When Norwich Porridge Co. first approached us with the idea of doing a stop motion animation with one of their pots I jumped at the chance. Stop motion was what first led me into film-making so a chance to revisit this technique was something I couldn’t resist… However, due to the tedious nature of the process, I quickly remembered why I didn’t end up at Aardman Animations!
Stop motion is an animation technique that physically manipulates an object so that it appears to move on its own.The process is long and painstakingly slow!
Gav from Norwich Porridge Co. had requested that the oats ‘be pulling some shapes’ on the chopping board- ‘No problem!’ I said (I’m not sure if you’ve ever pushed a few dry oats around, but they’ve got a mind of their own and chia seeds are soo tiny!).
For me, looking at the pot, Norwich Porridge is a fun product, and that’s something I wanted to come across in the animation.
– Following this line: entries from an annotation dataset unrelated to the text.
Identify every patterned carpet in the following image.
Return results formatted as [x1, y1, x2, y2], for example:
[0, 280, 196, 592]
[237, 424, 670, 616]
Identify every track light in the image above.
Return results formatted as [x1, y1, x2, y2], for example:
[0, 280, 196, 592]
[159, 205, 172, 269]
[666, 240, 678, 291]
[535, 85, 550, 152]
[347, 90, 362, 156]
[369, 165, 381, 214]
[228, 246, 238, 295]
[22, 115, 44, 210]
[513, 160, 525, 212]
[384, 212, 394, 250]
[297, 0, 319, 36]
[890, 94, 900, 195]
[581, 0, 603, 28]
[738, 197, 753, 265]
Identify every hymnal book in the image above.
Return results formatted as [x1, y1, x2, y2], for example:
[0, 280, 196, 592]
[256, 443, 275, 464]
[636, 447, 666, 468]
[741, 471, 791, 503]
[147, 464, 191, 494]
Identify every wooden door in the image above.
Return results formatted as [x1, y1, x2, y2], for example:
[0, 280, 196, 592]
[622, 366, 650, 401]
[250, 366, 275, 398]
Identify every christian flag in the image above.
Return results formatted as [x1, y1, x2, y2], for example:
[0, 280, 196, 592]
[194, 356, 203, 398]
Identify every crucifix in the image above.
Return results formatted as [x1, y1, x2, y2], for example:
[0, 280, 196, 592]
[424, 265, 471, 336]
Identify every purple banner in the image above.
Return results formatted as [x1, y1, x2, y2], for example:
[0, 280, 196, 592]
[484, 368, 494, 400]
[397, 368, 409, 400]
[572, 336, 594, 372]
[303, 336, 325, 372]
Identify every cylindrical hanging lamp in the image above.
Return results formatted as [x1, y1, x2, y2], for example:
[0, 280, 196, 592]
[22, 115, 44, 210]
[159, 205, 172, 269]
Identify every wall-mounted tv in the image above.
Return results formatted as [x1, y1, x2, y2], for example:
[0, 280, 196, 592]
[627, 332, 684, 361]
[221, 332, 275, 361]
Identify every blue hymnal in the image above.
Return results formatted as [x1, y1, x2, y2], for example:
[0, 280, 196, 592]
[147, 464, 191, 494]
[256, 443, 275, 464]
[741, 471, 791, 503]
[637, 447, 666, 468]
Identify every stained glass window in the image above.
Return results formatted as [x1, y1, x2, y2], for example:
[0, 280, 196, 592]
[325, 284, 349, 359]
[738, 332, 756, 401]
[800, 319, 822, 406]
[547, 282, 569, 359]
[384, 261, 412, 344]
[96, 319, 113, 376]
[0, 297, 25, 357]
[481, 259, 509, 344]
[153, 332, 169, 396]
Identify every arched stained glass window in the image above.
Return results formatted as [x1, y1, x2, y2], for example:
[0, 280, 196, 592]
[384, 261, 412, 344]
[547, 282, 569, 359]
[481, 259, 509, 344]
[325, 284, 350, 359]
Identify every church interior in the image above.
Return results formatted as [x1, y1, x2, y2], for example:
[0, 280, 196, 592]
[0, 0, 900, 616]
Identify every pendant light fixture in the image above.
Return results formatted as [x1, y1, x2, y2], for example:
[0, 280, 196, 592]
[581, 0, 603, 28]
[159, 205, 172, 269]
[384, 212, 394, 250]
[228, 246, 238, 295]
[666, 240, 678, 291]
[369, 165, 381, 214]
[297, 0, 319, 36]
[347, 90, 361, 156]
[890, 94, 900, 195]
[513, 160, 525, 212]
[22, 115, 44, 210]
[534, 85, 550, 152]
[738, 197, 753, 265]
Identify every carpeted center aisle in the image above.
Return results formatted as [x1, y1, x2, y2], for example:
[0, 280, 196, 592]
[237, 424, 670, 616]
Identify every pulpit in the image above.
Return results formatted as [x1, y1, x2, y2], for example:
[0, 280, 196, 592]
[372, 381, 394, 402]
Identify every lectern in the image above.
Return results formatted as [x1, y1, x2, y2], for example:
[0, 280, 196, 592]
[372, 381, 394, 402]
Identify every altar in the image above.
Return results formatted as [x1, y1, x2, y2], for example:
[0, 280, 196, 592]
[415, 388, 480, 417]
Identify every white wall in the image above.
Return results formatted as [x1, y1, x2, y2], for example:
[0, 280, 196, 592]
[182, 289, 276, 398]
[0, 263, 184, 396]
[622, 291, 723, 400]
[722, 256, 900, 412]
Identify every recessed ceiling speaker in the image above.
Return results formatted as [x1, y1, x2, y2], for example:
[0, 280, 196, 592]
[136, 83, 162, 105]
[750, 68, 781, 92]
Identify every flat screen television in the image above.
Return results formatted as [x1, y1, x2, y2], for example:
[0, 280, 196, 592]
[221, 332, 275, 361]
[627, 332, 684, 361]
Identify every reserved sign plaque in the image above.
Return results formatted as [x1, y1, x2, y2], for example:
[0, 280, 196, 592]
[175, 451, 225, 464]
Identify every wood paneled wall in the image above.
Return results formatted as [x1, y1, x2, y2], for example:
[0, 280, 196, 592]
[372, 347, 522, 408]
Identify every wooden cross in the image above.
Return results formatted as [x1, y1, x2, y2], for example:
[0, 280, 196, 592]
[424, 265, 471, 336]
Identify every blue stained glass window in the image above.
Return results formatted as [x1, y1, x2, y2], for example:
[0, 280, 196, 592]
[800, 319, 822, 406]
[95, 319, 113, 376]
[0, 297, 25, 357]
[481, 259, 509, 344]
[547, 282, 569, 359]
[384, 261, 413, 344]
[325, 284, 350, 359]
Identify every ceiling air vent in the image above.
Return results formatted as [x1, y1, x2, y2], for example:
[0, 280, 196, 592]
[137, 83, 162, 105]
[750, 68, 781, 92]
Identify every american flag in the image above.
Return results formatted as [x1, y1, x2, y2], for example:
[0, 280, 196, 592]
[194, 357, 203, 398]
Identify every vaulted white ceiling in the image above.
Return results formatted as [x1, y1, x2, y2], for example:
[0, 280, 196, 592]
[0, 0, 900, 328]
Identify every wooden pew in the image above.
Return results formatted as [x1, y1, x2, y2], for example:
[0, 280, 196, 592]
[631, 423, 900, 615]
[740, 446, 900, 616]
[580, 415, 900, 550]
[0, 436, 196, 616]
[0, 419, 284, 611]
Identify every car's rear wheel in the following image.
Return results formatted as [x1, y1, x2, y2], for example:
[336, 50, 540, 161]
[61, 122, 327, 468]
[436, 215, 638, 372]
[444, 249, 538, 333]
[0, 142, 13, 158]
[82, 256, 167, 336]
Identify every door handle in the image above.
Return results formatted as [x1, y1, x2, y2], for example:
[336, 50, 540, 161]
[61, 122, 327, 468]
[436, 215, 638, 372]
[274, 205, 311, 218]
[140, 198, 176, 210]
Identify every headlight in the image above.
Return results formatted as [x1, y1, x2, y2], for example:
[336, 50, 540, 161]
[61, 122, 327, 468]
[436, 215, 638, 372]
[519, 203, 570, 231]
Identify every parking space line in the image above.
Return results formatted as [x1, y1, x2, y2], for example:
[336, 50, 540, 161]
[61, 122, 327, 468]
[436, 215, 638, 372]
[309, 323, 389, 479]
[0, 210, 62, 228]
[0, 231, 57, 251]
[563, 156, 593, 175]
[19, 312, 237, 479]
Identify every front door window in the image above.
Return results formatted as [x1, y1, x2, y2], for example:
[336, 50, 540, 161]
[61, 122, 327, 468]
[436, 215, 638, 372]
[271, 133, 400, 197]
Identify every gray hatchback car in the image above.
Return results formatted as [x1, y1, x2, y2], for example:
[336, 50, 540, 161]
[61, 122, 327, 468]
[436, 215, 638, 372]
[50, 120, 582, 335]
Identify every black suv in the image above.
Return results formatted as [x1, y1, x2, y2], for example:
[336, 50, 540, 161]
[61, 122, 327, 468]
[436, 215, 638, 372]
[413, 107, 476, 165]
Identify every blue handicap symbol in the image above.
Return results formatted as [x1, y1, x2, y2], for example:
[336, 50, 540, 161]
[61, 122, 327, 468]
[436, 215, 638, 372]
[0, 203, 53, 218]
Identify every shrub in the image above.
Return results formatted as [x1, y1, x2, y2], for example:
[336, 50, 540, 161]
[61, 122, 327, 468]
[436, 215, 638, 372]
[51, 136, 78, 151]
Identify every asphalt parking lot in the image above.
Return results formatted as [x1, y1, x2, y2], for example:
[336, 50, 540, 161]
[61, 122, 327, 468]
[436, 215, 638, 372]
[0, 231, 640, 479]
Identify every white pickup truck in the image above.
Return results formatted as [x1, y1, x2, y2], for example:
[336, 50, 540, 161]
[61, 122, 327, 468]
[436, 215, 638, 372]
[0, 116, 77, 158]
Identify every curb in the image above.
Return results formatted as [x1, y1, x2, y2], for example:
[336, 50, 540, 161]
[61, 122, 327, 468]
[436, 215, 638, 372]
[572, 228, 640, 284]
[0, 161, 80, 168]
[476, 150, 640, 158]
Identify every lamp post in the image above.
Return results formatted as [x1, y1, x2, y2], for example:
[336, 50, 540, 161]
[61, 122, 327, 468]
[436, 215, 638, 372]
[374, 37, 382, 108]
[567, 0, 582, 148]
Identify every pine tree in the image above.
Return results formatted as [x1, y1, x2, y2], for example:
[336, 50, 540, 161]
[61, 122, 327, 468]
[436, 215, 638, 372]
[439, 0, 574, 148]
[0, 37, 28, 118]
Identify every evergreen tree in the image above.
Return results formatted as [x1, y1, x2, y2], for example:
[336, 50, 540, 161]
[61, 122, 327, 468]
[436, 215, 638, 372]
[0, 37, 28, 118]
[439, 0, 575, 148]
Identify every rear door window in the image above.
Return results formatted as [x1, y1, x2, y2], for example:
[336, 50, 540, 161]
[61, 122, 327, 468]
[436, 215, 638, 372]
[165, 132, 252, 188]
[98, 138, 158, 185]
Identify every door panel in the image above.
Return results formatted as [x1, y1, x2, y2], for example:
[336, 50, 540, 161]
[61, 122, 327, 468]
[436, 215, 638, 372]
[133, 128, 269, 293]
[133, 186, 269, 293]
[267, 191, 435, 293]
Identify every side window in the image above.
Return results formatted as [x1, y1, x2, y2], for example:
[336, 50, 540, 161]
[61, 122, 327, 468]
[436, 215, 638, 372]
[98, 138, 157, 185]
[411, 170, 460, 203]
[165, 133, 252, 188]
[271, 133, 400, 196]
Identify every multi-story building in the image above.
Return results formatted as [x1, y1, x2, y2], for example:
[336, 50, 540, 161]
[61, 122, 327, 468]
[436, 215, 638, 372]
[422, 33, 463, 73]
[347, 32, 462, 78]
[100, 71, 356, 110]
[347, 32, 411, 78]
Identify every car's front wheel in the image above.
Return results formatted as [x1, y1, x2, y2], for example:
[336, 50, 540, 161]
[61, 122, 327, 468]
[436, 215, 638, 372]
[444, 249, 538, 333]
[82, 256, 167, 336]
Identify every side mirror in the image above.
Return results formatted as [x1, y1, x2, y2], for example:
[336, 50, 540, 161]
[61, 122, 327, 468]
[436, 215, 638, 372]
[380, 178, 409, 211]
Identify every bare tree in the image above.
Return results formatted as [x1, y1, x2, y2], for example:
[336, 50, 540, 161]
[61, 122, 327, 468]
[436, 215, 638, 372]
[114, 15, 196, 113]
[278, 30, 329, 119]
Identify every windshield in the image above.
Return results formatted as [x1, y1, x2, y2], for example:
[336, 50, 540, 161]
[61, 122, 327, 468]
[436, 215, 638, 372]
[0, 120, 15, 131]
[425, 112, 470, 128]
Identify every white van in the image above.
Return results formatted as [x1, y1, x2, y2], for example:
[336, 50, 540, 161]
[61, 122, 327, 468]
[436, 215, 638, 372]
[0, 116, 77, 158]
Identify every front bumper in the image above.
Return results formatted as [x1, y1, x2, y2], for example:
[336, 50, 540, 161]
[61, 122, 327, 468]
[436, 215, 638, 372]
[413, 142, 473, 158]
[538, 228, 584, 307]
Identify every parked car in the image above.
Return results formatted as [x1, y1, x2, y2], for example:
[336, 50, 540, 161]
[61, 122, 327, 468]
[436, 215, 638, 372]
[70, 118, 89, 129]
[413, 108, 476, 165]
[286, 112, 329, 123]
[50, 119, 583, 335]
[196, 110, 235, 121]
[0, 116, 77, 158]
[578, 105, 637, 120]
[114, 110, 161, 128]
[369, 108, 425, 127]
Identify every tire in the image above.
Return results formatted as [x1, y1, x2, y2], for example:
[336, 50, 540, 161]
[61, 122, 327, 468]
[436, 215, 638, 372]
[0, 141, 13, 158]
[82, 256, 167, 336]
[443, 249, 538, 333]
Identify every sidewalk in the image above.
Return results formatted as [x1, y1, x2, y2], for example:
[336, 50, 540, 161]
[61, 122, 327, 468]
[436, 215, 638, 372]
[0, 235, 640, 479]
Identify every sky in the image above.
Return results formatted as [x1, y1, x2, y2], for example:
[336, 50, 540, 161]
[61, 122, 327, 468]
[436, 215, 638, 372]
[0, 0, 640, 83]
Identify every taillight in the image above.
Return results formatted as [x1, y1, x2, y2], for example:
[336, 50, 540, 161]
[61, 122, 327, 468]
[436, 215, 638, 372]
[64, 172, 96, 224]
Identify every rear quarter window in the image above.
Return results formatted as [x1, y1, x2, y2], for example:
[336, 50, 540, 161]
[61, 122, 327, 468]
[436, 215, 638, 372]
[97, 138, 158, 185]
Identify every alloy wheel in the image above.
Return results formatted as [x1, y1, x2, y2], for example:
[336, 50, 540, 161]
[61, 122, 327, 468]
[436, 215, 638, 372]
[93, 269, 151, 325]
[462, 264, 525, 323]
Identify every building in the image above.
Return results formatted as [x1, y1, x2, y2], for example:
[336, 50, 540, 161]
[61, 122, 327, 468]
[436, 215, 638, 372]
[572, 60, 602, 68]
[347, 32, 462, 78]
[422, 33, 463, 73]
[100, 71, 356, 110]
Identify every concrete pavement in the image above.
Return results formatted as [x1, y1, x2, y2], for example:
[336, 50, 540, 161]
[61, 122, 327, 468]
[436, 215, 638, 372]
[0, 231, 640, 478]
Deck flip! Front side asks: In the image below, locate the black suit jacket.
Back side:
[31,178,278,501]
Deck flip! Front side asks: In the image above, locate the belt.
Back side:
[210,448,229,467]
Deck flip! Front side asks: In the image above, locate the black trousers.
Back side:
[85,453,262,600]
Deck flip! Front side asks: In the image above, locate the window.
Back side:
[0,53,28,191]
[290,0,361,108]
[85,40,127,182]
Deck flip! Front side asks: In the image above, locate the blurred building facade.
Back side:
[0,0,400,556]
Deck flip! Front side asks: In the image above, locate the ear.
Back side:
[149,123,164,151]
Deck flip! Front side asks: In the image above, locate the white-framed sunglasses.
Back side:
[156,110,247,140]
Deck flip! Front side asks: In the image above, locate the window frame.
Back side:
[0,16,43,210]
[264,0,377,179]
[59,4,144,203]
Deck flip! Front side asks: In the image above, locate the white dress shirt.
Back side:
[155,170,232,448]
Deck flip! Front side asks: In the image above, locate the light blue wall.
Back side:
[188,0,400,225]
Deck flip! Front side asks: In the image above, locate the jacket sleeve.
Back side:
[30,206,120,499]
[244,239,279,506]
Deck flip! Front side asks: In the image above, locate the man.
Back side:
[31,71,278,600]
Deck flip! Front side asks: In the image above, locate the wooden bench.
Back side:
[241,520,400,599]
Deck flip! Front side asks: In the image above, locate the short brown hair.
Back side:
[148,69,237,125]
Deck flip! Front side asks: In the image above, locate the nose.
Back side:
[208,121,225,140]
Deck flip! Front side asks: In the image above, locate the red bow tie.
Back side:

Dancing oats, raining milk powder and chia seeds chasing jumping raspberries, it needed to be energetic and fast paced while demonstrating the innocence of the pots contents ‘no artificial nonsense!’ It was my understanding that the pots are ‘homemade and handmade’ healthy food that’s convenient for people on the go, hence; we shot the bulk of the animation on a kitchen table and the latter in park.
For the technical side I drafted in Charlie, a brilliant photographer who made it all look awesome on screen. Together we methodically story-boarded out the movements of the fruits, oats and seeds. We did cheat a little though... Instead of shooting the painstaking 25 frames per second we shot only 12. To put that in perspective, the animation is 0.39 seconds in length but we shot for 3 whole days!
We used a model called Lucy for the park shots who was great, she ate a lot of Porridge as we tried to capture those frames, in fact, she continued eating the pot off camera and as she left to go home too, so a thumbs up from her!
In the end we were very pleased with the ad. My favorite part would be the porridge oats jumping into the pot, it looks like a porridge monster!